Reichlich Munition für den einen oder anderen Small Talk dürfte das Interview „Die Frau will die Kontrolle“ bieten: die Spiegel-Redakteure Markus Verbeet und Katja Thimm mit der Soziologin Cornelia Koppetsch über den Stand der Gleichberechtigung. Beim Thema Wäschewaschen, so erfährt der Leser, verzichten die Frauen auf die Arbeitsteilung. Zudem haben deutsche Männer angeblich eine Strategie entwickelt, nach der sie sich immer dann als inkompetent geben, um von Frauen bei bestimmten Tätigkeiten nicht immer behelligt zu werden. Aha. Neu?

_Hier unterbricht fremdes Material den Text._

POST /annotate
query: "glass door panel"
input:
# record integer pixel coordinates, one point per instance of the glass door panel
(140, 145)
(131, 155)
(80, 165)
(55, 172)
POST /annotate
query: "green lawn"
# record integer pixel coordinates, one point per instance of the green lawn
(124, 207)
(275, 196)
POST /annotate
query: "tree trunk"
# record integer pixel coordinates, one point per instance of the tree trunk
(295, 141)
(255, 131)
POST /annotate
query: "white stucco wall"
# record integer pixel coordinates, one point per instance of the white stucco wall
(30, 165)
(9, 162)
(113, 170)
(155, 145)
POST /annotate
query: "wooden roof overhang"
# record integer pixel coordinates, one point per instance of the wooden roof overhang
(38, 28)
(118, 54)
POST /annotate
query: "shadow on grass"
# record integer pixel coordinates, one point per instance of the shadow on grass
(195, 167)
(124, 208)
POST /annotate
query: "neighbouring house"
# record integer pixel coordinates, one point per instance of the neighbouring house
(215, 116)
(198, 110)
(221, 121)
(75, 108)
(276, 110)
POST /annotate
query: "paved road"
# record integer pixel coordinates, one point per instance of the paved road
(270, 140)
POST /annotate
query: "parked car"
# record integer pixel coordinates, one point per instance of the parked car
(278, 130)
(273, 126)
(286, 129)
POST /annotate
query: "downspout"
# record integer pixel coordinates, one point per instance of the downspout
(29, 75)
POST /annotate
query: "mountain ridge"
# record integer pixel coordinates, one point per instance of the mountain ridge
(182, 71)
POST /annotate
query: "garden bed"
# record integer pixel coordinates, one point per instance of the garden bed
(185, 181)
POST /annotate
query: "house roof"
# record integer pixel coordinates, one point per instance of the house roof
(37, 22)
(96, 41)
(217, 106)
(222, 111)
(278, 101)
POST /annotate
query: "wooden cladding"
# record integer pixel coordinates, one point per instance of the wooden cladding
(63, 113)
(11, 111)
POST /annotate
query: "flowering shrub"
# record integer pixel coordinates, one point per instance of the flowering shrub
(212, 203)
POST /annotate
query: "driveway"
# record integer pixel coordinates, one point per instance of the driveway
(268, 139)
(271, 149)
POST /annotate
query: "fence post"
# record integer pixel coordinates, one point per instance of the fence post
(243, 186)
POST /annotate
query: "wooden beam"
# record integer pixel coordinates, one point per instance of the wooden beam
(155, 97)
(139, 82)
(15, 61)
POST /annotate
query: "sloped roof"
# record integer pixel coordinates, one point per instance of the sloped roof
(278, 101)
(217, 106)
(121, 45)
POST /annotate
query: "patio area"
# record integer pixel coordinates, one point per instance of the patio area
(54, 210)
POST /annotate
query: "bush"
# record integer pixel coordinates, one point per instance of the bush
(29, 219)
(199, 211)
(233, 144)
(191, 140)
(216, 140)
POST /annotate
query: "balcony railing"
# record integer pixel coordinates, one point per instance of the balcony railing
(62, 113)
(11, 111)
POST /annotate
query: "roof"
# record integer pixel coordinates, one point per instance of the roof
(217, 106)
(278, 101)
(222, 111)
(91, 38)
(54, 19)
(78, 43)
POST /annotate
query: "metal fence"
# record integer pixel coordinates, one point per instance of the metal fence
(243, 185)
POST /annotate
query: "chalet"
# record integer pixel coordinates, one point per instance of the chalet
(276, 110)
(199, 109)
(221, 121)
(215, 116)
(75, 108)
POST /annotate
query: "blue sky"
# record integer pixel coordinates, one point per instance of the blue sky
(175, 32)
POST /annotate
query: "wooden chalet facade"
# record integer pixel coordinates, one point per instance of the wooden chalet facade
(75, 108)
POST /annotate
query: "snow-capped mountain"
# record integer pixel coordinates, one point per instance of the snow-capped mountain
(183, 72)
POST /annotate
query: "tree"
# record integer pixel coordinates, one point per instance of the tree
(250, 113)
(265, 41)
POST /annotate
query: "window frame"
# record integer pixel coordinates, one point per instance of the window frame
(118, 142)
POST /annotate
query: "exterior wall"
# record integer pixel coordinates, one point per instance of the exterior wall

Spiegel-Kulturreporter Georg Diez verlängert mit „Sirene der Gegenwart“ und einer prägnanten Hommage an den vor einem Jahr verstorbenen Frank Schirrmacher die Liste der lesenswerten Artikel. Am meisten beeindruckte mich darin der Hinweis „Das geheime, dunkle Deutschland übte eine große Anziehungskraft auf ihn aus – und es war Teil der Spannkraft von Schirrmachers Denken, dass er zugleich das helle, das andere Deutschland liebte, das vor 1933 von den Juden geprägt wurde.“ Mir persönlich kommt dieser Aspekt in den Medien viel zu kurz. Die Lücke, die Schirrmacher hinterließ, ist halt immer noch groß.

Zum Thema Holocaust folgt im Spiegel wenige Seiten später mit voller Wucht ein gewichtiges Interview von Redakteur Tobias Tapp mit dem amerikanischen Historiker Timothy Snyder, von dem jetzt das Buch „Black Earth. Der Holocaust und warum er sich wiederholen kann.“ erscheint.

Insgesamt bietet der Spiegel Nr. 44 einen bunten Reigen von erfreulicher bis höchst ärgerlicher Lektüre.